5. To acquire the necessary capability to monitor country progress in achieving the outcomes of the policy themes of major United Nations conferences, a good understanding of the linkage between sound social data systems and effective social policy development is a prerequisite. This calls for partnership between national statistical offices (NSOs) and policy makers to ensure that statistical objectives and priorities are focused on providing the data foundations necessary for effective social policy development.

6. It should be noted that since the 1940s an understanding of the linkages between economic statistics and economic policy issues has guided statistical efforts in such areas as labour, prices, national accounts, government finance and balance of payments, to the benefit of economic policy monitoring and development.

7. The international community (NSOs, international statistical bodies and funding agencies) needs to accept responsibility for supporting the development of social statistics in each country as an urgent priority in the programme to implement the recommendations of the World Summit for Social Development.
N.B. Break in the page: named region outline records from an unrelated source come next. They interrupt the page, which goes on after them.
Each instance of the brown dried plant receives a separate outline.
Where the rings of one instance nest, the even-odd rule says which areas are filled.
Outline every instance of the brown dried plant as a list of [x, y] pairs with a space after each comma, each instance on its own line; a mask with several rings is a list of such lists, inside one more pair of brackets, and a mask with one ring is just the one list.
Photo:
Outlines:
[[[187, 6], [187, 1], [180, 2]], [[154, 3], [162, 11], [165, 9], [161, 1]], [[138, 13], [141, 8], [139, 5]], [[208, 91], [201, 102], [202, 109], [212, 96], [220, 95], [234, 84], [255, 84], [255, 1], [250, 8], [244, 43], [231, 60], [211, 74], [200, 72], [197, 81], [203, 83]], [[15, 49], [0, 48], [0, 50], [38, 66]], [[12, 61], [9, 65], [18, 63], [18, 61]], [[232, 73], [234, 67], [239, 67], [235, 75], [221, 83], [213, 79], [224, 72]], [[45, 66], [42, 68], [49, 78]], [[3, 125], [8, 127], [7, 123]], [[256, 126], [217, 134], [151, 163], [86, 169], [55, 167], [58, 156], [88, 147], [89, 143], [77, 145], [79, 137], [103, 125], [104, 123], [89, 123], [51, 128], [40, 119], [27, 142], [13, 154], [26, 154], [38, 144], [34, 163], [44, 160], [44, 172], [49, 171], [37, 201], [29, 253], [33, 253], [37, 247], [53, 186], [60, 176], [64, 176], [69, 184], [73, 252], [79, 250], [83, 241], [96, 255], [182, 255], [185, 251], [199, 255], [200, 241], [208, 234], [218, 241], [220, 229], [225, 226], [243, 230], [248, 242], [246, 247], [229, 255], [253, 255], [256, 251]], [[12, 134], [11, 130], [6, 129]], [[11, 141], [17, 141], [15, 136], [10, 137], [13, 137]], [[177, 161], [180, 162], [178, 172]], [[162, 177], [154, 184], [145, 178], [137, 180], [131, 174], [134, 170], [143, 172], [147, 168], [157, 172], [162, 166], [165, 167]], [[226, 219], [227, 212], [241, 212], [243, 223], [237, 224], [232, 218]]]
C. Broad areas of social concern

8. The Expert Group has identified the following broad areas of social concern arising from the five policy themes of ICPD, the World Summit for Social Development and the Fourth World Conference on Women:

Policy themes Main areas of social concern

Population and development Health

Material well-being

Education

Eradication of poverty Income and expenditure

Economic resources

Expansion of productive employment Work

and reduction of unemployment Working environment

Education and training

Social integration Housing

Work

Crime and criminal justice

Status of women and men Health

Education

Work

Income

9. The policy themes are themselves strongly interconnected. For example, the expansion of productive employment is a key issue affecting the status of women and men and the incidence of poverty; changes in population composition affect the demand and supply of labour; and gender issues are key determinants of population growth and development.

10. Ideally, a framework for social statistics should be developed by considering how these broad areas of social concern affect particular population groups, such as women, retired people, children and single parents. Such a framework, however, does not exist, and its articulation is unlikely in the short to medium term. Nor has the Expert Group attempted this complex task. Rather, focusing on short and medium-term action priorities, the Expert Group believes it would be feasible to identify a minimum set of statistics and indicators that would assist countries in assessing their social position and progress.

D. The Expert Group proposal

11. The Programme of Action of the World Summit for Social Development states that:

"The United Nations system's capacity for gathering and analysing information and developing indicators of social development should be strengthened, taking into account the work carried out by different countries, in particular by developing countries. The capacity of the United Nations system for providing policy and technical support and advice, upon request, in order to improve national capacities in this regard should also be strengthened". (para. 99 (e))

12. Accordingly, the Expert Group has focused on national issues at its first priority but has borne in mind the requirements for international monitoring and reporting.